The collective value of the top 50 Japanese brands is $223 billion, a total surpassed only by the US, China, Germany, France and the UK. 


Cars and phones

The top 50 contains brands from 17 different categories. Automotive is the most valuable, with six brands accounting for 25% ($54.7 billion) of the top 50's total value. Thirteen retail and apparel brands made the list, accounting for 18% ($39.7 billion). 


Power, innovation and purpose

  • Two airlines top the ranking of the brands exhibiting the most brand power, which measures consumers’ predisposition to choose one brand over others in the same category.
  • Among the 16 countries BrandZ ranks, Japan’s most valuable brands are the most purposeful—a measure of how consumer’s feel the brands make their lives better.
  • Yamato Transport (No. 24, $2.7 billion) is the most purposeful Japanese brand. The brand also ranks highly for innovation and brand power.


International brand-equity gap

Only two Japanese brands appear in the BrandZ global top 100 (Toyota at 41 and NTT at 70), which represents a significant decline over the past 13 years.


The ‘overseas exposure’ of Japanese brands (a combination of revenue, volumes sold and profitability from overseas) sits below the average of other BrandZ international markets, with many domestic companies still adopting a ‘Monozukuri’ approach towards branding, according to the report.

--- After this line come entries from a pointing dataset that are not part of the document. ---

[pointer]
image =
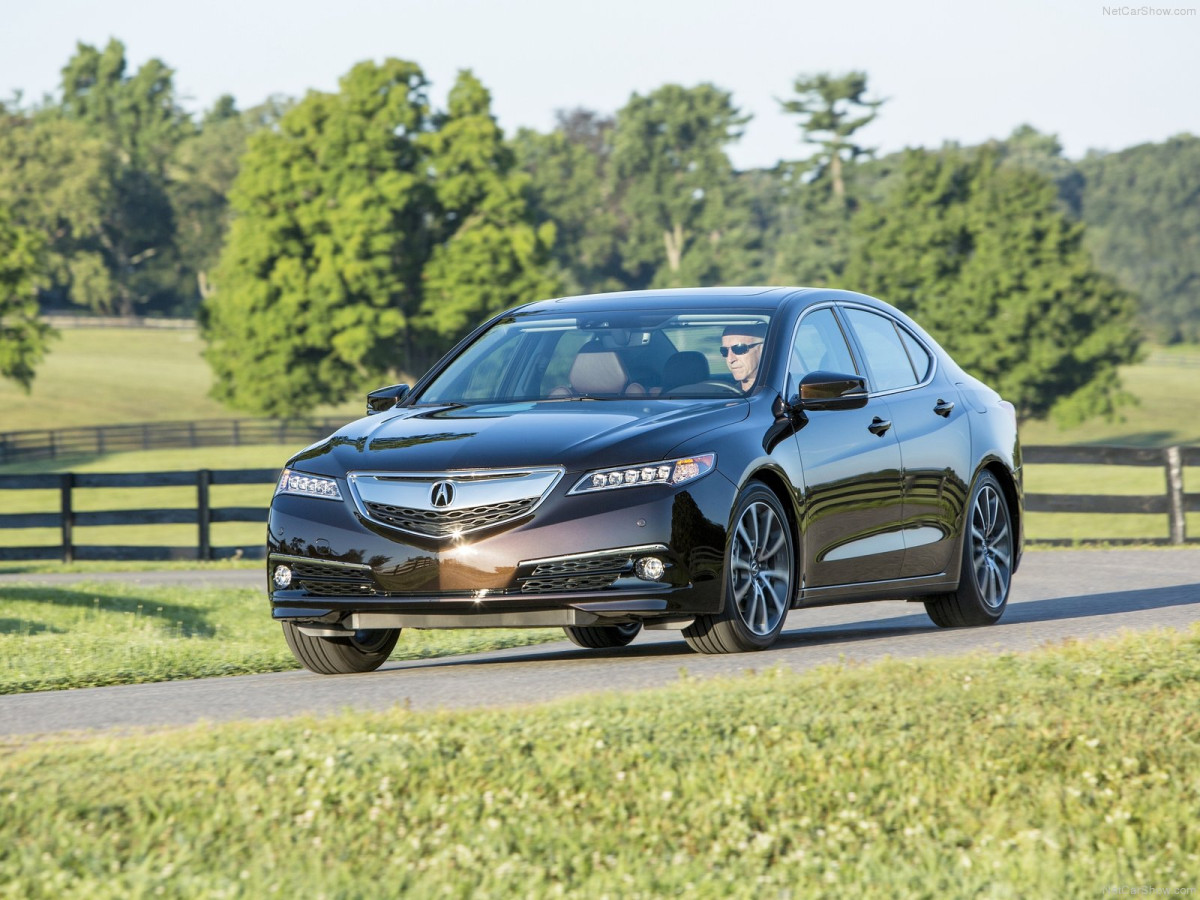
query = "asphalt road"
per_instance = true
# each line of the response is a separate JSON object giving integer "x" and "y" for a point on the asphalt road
{"x": 1056, "y": 594}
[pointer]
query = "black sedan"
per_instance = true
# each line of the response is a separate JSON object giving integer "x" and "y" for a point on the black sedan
{"x": 700, "y": 460}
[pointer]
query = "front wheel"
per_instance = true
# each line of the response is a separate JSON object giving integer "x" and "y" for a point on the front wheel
{"x": 594, "y": 637}
{"x": 759, "y": 570}
{"x": 987, "y": 571}
{"x": 359, "y": 652}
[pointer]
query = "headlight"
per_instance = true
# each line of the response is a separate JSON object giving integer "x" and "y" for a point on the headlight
{"x": 669, "y": 472}
{"x": 292, "y": 481}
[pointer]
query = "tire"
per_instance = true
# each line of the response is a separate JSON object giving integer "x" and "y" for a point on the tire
{"x": 987, "y": 571}
{"x": 594, "y": 637}
{"x": 364, "y": 652}
{"x": 760, "y": 570}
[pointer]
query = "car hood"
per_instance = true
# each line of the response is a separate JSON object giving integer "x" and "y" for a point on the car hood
{"x": 575, "y": 433}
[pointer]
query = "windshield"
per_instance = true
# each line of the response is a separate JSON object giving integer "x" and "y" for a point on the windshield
{"x": 606, "y": 355}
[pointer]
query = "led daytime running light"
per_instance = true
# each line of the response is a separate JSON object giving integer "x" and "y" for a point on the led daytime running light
{"x": 672, "y": 472}
{"x": 297, "y": 483}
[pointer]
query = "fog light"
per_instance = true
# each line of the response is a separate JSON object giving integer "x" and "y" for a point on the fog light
{"x": 649, "y": 568}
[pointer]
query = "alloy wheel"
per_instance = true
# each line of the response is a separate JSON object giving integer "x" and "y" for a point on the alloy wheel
{"x": 761, "y": 565}
{"x": 991, "y": 546}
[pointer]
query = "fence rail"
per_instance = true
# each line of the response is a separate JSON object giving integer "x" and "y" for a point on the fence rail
{"x": 1175, "y": 503}
{"x": 67, "y": 519}
{"x": 53, "y": 444}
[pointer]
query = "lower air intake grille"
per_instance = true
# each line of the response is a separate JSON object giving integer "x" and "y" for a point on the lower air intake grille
{"x": 579, "y": 582}
{"x": 444, "y": 523}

David Roth, CEO of The Store WPP EMEA and Asia and chairman of BrandZ:

Japanese brands have a fantastic opportunity to close the current ‘brand equity gap’ and improve their global competitiveness. There is ample room to grow their stature abroad and, with high quality offerings that are coveted by consumers, they have the potential to increase their brand value through exploring factors that underpin their success and amplifying this with good communications, marketing, innovation and other brand building efforts.

The report compiles the following five takeaways for marketers: 

1. Invest in brand to reap rewards

Brands that are healthy and strong in consumers’ minds reap significant financial rewards. They can best generate volume sales, justify a premium, and grow their value at a pace that outperforms brands in general. With the debut of the BrandZ Japan report, we can confidently say that investing in brand building pays off in Japan as well as worldwide. And there is every reason to believe that the future will hold similar results. 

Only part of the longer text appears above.